Nanban Dream: Navigating “Arrivals of the Southern Barbarians”

Nanban Dream: Navigating "Arrivals of the Southern Barbarians"

Matthew McKelway - Takeo and Itsuko Atsumi Professor of Japanese Art History, Columbia University

Thursday, November 17, 2016 - 4:30pm to 6:00pm
Room 258, Loria Center See map
190 York Street
New Haven, CT 06511

Nanban byōbu, screen paintings depicting the arrivals of Europeans in late 16th - early 17th century Japan, constitute one of the most numerous genres of Japanese painting. Long admired for their visual accounts of the brief encounter between Japan and Europe in the age of exploration, Nanban screens have opened avenues of research for the study of genre painting, the Momoyama period, and the history of European maritime exploration and missionary activity in East Asia. This lecture will approach Nanban screens from the perspective of the history of early modern Japanese painting, addressing questions of artistic competition and collaboration and the thematic adjustments that underlay what these works of art say about their time and audience.

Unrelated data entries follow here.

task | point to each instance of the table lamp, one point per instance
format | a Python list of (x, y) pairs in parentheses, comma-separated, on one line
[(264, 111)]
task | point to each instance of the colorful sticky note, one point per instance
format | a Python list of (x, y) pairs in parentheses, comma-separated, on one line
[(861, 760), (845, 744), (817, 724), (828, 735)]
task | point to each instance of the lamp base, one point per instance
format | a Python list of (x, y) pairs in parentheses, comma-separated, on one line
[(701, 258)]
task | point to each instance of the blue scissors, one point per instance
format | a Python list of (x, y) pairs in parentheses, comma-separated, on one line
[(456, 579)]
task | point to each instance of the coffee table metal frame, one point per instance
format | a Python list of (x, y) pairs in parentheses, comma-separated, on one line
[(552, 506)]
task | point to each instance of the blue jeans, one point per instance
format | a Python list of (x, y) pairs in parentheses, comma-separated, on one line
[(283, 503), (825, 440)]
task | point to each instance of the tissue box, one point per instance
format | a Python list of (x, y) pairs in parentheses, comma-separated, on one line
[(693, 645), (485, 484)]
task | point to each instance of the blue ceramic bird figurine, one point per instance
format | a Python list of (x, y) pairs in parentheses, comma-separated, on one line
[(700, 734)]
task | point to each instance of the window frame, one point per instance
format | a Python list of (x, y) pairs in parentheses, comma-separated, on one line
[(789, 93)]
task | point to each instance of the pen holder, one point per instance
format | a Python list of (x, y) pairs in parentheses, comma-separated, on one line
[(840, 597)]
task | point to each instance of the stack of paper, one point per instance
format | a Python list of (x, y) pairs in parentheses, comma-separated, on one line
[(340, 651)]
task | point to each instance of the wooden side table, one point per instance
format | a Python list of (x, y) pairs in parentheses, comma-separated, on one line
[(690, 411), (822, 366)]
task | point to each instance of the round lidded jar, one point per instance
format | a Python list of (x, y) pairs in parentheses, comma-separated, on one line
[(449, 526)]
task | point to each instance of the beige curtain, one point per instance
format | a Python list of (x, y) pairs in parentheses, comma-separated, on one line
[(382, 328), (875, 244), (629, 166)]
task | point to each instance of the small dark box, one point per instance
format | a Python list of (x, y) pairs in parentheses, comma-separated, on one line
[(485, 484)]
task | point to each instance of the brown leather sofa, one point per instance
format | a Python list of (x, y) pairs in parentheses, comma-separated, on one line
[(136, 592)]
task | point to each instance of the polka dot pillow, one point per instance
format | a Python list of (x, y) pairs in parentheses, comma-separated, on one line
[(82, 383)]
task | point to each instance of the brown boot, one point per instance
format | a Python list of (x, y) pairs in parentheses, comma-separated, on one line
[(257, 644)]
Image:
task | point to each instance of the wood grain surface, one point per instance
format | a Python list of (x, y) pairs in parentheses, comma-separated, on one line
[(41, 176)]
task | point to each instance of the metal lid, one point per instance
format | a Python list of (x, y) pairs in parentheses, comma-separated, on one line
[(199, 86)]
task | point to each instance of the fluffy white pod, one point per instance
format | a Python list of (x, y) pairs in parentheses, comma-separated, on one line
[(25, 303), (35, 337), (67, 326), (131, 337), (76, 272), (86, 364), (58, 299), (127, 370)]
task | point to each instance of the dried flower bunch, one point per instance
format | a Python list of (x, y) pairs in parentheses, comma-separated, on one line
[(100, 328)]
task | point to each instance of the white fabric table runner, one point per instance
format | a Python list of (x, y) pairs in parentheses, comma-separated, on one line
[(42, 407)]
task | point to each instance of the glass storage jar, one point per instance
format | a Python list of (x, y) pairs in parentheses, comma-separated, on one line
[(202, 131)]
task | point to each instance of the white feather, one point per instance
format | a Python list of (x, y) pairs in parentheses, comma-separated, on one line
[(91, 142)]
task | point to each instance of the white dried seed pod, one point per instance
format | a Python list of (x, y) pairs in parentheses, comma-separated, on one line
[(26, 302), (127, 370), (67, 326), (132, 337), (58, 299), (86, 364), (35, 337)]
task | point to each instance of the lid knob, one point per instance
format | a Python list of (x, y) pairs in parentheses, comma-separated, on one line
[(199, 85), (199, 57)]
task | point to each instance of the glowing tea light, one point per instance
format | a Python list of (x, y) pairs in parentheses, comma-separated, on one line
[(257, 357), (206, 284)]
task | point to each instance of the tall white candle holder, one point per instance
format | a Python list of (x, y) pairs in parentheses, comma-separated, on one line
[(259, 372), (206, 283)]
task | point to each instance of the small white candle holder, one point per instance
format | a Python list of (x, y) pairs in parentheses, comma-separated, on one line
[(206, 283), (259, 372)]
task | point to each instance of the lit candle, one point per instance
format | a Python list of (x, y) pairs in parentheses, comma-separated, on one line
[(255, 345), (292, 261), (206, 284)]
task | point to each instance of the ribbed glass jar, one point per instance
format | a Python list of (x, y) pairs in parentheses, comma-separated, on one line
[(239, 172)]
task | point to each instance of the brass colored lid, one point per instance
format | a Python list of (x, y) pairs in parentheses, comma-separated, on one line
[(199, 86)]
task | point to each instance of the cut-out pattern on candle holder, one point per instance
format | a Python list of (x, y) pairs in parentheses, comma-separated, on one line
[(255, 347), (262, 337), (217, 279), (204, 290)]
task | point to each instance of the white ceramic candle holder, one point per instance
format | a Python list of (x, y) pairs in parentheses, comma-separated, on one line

Matthew McKelway specializes in the history of late medieval and early modern Japanese painting. His research on urban representation in rakuchū rakugai zu (screen paintings of Kyoto) has led more broadly to interests in the development of early modern genre painting in depictions of famous places, the early Kabuki theater, and recently Nanban screens. His studies of Kano school fan paintings, individualist painters in 18th century Kyoto, Rimpa painting, and an ongoing study of the painter Nagasawa Rosetsu have explored questions of workshop practices, the materiality and techniques of painting, Sinophilia, and Zen in early modern Japanese art. Professor McKelway also serves as the Director of the Mary Griggs Burke Center for Japanese Art and currently as the Chair of Art Humanities at Columbia University.